Or words to that affect. That’s what I’m seeing on blogs and in a boatload of forum comments. Geez, people. Why is it every time Apple makes a move there’s a pile of people to step in and claim how stupid Apple is, or how they don’t care about their customers, etc.? As if Apple’s not nailing almost all of their decisions lately (and by “lately” I mean over the last 10 years).
Some of the complainers are downright conspiratorial in their railings against the change. And many seem to think that FireWire 400 is gone altogether, apparently unaware that it’s available on the MacBook Pro via the FireWire 800 port. Only the MacBook lost FireWire completely.
Look, I’m not unsympathetic to those MacBook users who may have come to rely on FireWire, but some of the discussion around this move is kind of silly.
The MacBook is Apple’s most popular Mac. They’ve sold a bajillion of these things (note to literalists: “bajillion” is an exaggeration for effect). I do not believe for one minute that Apple doesn’t know what features are being used by their customer base. They didn’t remove FW to anger their base, they removed it because it was used (or required) by a small enough percentage that it simply couldn’t be justified in the new design.
And for those of you saying that it probably only adds a few dollars to the cost, so what? I’ve sat in hardware meetings where we debated something that adds a few cents to the cost! Just as a simple example, let’s pretend FW would add $1 to Apple’s cost of the new MacBook. It’s their most popular Mac, so to keep the example simple let’s say they sell 5M in the next year. That’s a $5M cost! Actually, it would even be more than that since the total cost also includes expenditures in the form of supporting FW issues, drivers, patches, QA, etc.
If you say that $5M is pocket change to Apple, I would counter that it’s only pocket change when spent wisely. If, say, 93 percent of MacBook users don’t use FW, or won’t miss it, then it’s an unnecessary expense. Apple’s $20B war chest doesn’t come only via profits. It’s as much about what they don’t spend (or, as Steve Jobs would say, when to say “no”). This includes money saved via many of these types of decisions.
Regarding the lack of a matte display on the new MacBook Pro, from the discussions I’ve seen, you’d think no one had ever used a glossy screen before. But do you really think Apple killed the matte display just to wield their mighty power? Really? They know how many of each screen type they sold on their pro models.

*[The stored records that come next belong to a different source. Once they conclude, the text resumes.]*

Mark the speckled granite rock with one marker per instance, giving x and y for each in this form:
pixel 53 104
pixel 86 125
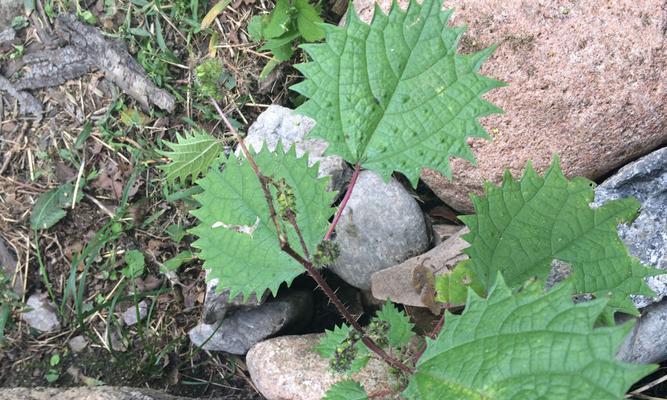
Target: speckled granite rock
pixel 382 225
pixel 587 81
pixel 646 237
pixel 287 368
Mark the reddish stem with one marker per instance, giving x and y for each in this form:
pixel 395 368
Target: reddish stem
pixel 343 203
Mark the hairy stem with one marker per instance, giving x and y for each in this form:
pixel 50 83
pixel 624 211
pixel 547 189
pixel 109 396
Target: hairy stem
pixel 287 248
pixel 343 203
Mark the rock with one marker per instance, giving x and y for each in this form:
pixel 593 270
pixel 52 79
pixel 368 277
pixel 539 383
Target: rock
pixel 130 315
pixel 287 368
pixel 646 236
pixel 86 393
pixel 280 123
pixel 647 343
pixel 77 343
pixel 217 305
pixel 42 315
pixel 396 283
pixel 8 10
pixel 238 332
pixel 587 81
pixel 381 226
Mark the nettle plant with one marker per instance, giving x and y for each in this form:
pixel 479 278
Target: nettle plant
pixel 395 96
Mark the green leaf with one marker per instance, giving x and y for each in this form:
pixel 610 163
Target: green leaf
pixel 308 20
pixel 400 327
pixel 280 20
pixel 175 262
pixel 520 227
pixel 346 390
pixel 48 209
pixel 191 155
pixel 452 288
pixel 525 347
pixel 135 264
pixel 237 238
pixel 395 95
pixel 328 344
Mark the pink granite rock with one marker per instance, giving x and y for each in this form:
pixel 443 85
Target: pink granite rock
pixel 587 81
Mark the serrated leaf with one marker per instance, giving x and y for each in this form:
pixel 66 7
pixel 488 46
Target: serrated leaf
pixel 452 287
pixel 520 227
pixel 308 20
pixel 48 209
pixel 191 155
pixel 395 95
pixel 400 327
pixel 525 347
pixel 346 390
pixel 280 20
pixel 328 344
pixel 237 238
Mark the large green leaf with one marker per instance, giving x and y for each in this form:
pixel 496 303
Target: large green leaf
pixel 520 227
pixel 238 241
pixel 525 347
pixel 191 155
pixel 395 95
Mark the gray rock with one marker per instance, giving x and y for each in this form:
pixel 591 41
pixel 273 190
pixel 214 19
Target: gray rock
pixel 282 124
pixel 647 343
pixel 217 305
pixel 238 332
pixel 8 10
pixel 288 368
pixel 130 315
pixel 42 315
pixel 77 343
pixel 381 226
pixel 646 236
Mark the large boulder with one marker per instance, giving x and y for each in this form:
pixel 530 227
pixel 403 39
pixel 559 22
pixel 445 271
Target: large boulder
pixel 587 81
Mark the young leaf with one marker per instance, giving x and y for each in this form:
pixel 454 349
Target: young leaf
pixel 400 327
pixel 395 95
pixel 525 347
pixel 308 20
pixel 331 341
pixel 280 20
pixel 48 209
pixel 520 227
pixel 452 288
pixel 237 238
pixel 191 155
pixel 346 390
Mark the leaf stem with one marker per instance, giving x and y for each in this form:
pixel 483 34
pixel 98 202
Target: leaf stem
pixel 343 203
pixel 287 248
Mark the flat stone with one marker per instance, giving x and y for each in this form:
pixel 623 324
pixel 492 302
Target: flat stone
pixel 130 315
pixel 396 283
pixel 280 124
pixel 381 226
pixel 287 368
pixel 646 237
pixel 647 343
pixel 587 81
pixel 77 343
pixel 42 315
pixel 217 305
pixel 238 332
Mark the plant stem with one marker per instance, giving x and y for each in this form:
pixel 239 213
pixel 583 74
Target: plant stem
pixel 287 248
pixel 343 203
pixel 434 333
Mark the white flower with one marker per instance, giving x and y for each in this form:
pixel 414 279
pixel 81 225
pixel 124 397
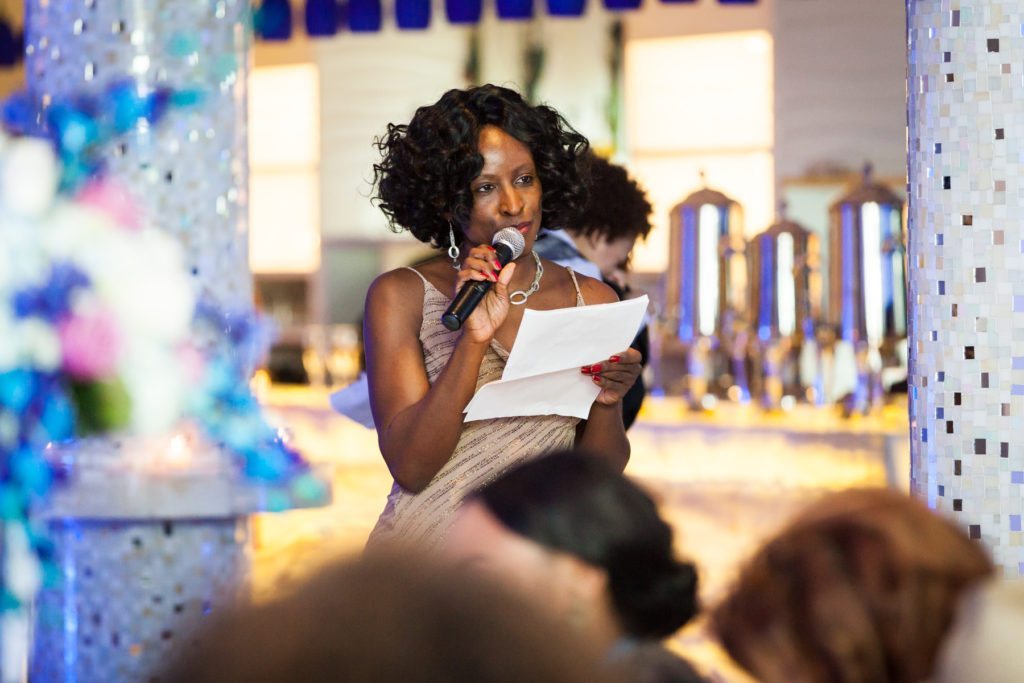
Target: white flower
pixel 157 387
pixel 39 342
pixel 30 175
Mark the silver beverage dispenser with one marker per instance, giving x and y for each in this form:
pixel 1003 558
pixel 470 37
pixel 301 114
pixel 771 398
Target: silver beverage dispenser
pixel 784 310
pixel 866 302
pixel 706 327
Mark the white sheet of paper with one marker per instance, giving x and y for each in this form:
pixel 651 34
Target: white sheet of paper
pixel 542 376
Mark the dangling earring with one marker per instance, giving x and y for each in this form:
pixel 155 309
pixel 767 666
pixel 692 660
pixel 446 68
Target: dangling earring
pixel 453 249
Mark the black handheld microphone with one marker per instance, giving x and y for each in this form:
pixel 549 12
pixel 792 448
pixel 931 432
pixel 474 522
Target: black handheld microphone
pixel 509 244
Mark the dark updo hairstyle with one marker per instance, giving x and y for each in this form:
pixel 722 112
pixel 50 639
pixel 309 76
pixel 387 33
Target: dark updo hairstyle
pixel 574 503
pixel 617 207
pixel 426 166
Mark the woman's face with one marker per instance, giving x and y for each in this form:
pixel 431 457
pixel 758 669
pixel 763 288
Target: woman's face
pixel 507 193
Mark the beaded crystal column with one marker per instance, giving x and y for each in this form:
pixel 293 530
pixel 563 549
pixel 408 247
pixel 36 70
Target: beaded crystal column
pixel 966 218
pixel 145 555
pixel 189 173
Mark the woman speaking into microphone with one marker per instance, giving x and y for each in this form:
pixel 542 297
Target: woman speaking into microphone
pixel 477 162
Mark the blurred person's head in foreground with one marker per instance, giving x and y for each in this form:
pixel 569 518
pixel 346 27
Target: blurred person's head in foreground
pixel 862 587
pixel 616 215
pixel 570 534
pixel 383 620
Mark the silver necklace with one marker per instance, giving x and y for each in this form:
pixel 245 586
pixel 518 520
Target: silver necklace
pixel 519 297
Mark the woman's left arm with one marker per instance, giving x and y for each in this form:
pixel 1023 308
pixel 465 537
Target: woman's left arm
pixel 603 433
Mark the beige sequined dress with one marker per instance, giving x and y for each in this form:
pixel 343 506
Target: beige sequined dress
pixel 485 447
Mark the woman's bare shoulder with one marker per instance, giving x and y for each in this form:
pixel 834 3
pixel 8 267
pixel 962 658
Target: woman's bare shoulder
pixel 594 291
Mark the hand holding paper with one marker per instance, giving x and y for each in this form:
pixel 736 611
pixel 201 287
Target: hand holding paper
pixel 542 376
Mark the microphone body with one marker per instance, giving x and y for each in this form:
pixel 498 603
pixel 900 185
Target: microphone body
pixel 509 245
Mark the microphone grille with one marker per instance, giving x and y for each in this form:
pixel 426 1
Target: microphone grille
pixel 513 239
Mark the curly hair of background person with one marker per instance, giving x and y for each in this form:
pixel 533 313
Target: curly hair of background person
pixel 617 207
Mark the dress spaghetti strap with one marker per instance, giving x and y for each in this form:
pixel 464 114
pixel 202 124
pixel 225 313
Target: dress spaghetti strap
pixel 580 301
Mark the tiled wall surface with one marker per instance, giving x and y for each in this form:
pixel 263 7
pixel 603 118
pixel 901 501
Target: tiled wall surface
pixel 966 219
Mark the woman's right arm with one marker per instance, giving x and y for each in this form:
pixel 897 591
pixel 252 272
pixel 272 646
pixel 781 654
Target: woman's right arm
pixel 418 424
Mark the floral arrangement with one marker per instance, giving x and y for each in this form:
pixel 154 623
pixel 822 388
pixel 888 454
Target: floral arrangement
pixel 95 313
pixel 98 319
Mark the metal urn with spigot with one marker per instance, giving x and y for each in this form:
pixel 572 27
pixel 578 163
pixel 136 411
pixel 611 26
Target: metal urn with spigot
pixel 785 307
pixel 866 303
pixel 706 299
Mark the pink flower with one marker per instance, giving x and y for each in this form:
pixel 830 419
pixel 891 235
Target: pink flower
pixel 89 345
pixel 113 200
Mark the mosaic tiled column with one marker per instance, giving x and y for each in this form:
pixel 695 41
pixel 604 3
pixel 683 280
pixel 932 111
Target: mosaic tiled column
pixel 966 218
pixel 145 556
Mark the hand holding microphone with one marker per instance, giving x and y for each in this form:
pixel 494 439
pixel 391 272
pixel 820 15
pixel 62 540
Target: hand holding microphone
pixel 508 245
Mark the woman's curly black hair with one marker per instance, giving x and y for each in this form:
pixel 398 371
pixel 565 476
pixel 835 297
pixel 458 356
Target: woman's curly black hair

I suspect matte was put on the block partially because the even brighter LED screens make glossy “glare” less of an issue. As for cost savings, it’s probably less about what the differing screen types add to the price, and more about having to deal with dual SKUs. The fewer SKUs, the better. Inventory is expensive. Especially when it’s the inventory of your flagship line. Apple may also have felt that if demand for a matte display is great enough, third parties will step in. After all, this is an omission that can be readily addressed after the fact.
Sometimes, it’s just human nature, when confronted with a new model or version, to dwell on what’s “missing.” We admire the new stuff for five minutes, then decide what’s gone we can’t live without (floppy, anyone)? And of course Apple can make a misstep (they have before, they will again). But it remains to be seen in this case, and the idea that Apple yanked these items just because they allegedly know better, or because they’re stupid, or they don’t care, or maybe even because they just felt like it, makes no sense.
I don’t claim to have all the answers, but some of the comments I’ve read are just nuts. It’s not that hard to come up with reasonable speculation as to what Apple’s motivation may have been, both fiscally and strategically. Nor is it difficult to come up with a more reasoned analysis of the loss.